Over the past year or so, I’ve been hearing advertisements on the radio from a company purporting to be a mint from a major US city. I won’t give their name because I don’t want to add any legitimacy to their advertising. Nor do I want their attorneys contacting me! The truth is, the US never had a mint in this city.
This company uses slick ads offering long lost gold coins and other assorted numismatic gems. There must be gullible people buying these creations, thinking they are investing in something that will someday be worth millions. If people weren’t buying this stuff, this company would be out of business. The sad truth is that they are buying numismatic items created for the uneducated public at highly inflated prices. The only one making money is this company selling this stuff. I pity the poor souls when they decide to sell their coin collections. It will be too late to find out they were duped. Their rare coins are worth pennies on the dollar.

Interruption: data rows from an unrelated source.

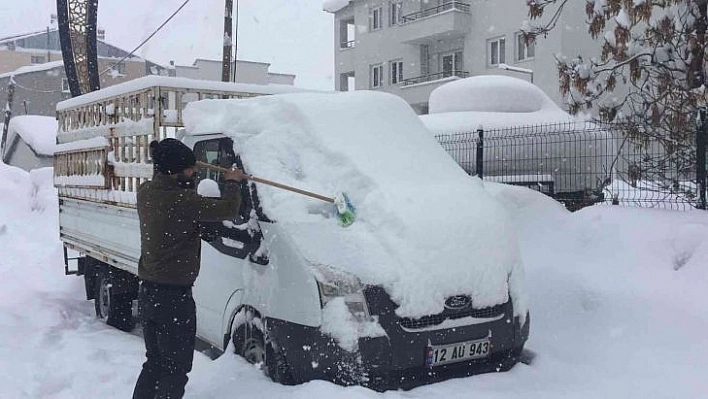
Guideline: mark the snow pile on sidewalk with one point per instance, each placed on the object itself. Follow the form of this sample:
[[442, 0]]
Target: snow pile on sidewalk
[[39, 132], [51, 345], [420, 217]]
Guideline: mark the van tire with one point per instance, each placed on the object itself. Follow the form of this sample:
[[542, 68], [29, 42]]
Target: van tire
[[116, 310], [250, 343]]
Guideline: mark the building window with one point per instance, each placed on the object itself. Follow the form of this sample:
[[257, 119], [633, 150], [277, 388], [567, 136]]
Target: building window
[[451, 63], [119, 68], [497, 51], [65, 85], [524, 51], [395, 14], [376, 76], [375, 20], [347, 33], [396, 71]]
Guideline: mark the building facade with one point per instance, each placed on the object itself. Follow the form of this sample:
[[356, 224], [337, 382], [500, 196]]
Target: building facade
[[246, 72], [411, 47], [34, 62]]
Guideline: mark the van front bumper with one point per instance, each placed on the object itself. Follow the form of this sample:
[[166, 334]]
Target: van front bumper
[[397, 360]]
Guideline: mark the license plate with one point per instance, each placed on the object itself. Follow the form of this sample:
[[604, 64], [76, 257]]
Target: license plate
[[438, 355]]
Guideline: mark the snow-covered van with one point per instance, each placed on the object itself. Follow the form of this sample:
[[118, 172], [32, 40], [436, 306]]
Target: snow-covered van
[[426, 284]]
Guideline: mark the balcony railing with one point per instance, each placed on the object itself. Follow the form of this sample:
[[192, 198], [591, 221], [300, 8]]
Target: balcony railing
[[435, 76], [453, 5], [349, 44]]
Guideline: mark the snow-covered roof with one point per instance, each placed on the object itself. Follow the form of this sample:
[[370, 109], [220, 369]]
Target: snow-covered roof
[[490, 102], [34, 68], [411, 236], [334, 5], [165, 81], [39, 132]]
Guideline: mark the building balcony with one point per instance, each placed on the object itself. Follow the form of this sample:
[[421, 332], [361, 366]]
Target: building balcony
[[447, 20], [435, 76], [347, 45]]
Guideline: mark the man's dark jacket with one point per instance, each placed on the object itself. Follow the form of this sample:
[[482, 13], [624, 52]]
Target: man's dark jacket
[[169, 227]]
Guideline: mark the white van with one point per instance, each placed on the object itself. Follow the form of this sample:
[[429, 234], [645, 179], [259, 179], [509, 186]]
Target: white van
[[426, 284]]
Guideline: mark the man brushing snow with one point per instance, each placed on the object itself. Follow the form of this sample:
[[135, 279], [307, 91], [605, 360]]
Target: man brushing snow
[[170, 210]]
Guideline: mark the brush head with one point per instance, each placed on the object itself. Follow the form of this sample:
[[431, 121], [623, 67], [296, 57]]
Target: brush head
[[345, 209]]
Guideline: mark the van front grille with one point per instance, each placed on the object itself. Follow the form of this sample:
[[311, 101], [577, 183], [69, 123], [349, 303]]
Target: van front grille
[[437, 319]]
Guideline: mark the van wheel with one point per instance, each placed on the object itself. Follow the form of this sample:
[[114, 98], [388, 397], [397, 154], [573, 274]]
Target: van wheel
[[114, 309], [250, 343]]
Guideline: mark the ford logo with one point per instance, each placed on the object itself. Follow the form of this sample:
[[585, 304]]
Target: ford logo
[[458, 302]]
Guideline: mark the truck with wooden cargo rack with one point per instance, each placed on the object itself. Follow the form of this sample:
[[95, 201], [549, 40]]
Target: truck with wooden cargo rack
[[290, 292]]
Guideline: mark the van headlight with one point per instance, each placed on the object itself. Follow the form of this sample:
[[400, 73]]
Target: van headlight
[[334, 283]]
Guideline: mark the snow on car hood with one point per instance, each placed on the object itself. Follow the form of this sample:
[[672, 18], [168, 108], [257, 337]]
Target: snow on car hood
[[425, 230]]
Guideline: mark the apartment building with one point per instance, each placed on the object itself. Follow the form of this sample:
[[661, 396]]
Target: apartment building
[[411, 47], [34, 61], [246, 72]]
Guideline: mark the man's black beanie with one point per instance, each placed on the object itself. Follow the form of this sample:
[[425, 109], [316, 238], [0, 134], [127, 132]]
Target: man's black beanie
[[171, 156]]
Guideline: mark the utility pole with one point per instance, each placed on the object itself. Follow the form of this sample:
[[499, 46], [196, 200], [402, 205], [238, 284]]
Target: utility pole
[[226, 58], [233, 73], [8, 115]]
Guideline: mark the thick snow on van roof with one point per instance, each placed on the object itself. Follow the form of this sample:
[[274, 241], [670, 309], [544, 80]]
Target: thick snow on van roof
[[425, 230], [490, 102]]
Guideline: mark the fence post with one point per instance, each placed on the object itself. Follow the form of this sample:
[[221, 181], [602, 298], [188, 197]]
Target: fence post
[[701, 139], [480, 154]]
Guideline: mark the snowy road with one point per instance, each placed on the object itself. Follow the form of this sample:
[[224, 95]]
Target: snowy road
[[611, 315]]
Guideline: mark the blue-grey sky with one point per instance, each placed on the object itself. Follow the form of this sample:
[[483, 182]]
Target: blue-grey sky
[[295, 36]]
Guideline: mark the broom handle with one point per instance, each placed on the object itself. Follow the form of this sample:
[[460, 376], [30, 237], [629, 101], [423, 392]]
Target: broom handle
[[268, 182]]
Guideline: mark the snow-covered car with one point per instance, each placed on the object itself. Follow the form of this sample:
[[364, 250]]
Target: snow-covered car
[[426, 284], [529, 140]]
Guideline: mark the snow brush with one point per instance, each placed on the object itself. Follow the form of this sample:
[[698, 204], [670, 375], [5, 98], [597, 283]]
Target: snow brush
[[344, 207]]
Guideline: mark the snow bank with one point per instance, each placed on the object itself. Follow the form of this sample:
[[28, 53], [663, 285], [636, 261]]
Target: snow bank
[[411, 236], [490, 102], [39, 132], [334, 5], [34, 68]]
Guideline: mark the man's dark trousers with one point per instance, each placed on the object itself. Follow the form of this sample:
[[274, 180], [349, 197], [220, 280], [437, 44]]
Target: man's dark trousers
[[168, 317]]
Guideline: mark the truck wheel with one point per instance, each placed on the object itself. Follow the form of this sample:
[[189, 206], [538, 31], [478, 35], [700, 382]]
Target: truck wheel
[[114, 309], [249, 342]]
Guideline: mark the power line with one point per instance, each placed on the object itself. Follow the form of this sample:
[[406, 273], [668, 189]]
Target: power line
[[148, 38]]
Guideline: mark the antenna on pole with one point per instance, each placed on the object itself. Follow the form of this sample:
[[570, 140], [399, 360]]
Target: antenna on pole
[[235, 44], [227, 42]]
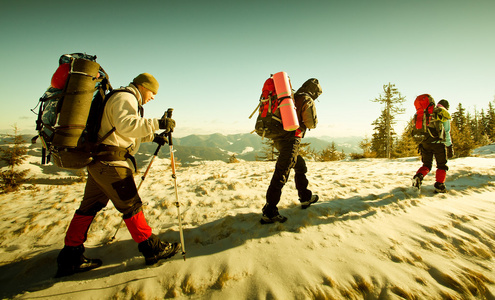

I once had a collector who became irate with me when I broke the news that his gold stamps were almost worthless. I thought the guy was going to punch me. I asked him in a serious voice, “What made you think you were buying real gold for $5 or $10?” I was finally able to reason with him by saying, “Look, I’m not interested in buying your gold stamps. You call me a crook? How? If I’m not buying them, I’m not making any money from you. I’m just telling you that I don’t think you’ll get more than a few pennies on the dollar from any stamp dealer. You should be going after the company that sold you this stuff in the first place. They took your money. Not me.” Reality set in. Dumbfounded and disappointed, this guy knew he was going to lose money on his investment. I was just the bearer of bad news. However, he was responsible for making the poor choices.
There is an obvious key to spotting these schemes. They NEVER advertise in hobby related publications. For example, with stamps, you’ll never see these ads in Linn’s Stamp News, Mekeel’s and Stamps, or any other philatelic publication. Knowledgeable collectors that read these publications realize that it’s overpriced material. These companies target and prey on unknowledgeable individuals. They want the person sitting at home, reading some everyday magazine, who is somewhat interested in stamps to see their ad and respond, “Wow. Look at that. I can buy gold for $5 per stamp. Where’s my credit card at? I need to sign up now!”
A number of companies have produced this philatelic junk over the years. If you bought it with the intent to make a profit, you have my sympathy. If you bought it because you like the stuff and you’re not motivated by money, that’s great. I hope you enjoy your collection.
Stamps are not alone in these scams. Stamps, coins, sports cards – all have their share of overpriced junk that was sold with lots of hype. The bad news is that people never learn. Some of these companies have gone out of business. Some of them have been around for years. You think word would spread and these companies would be soon out of business. Companies like these give the hobby a bad image.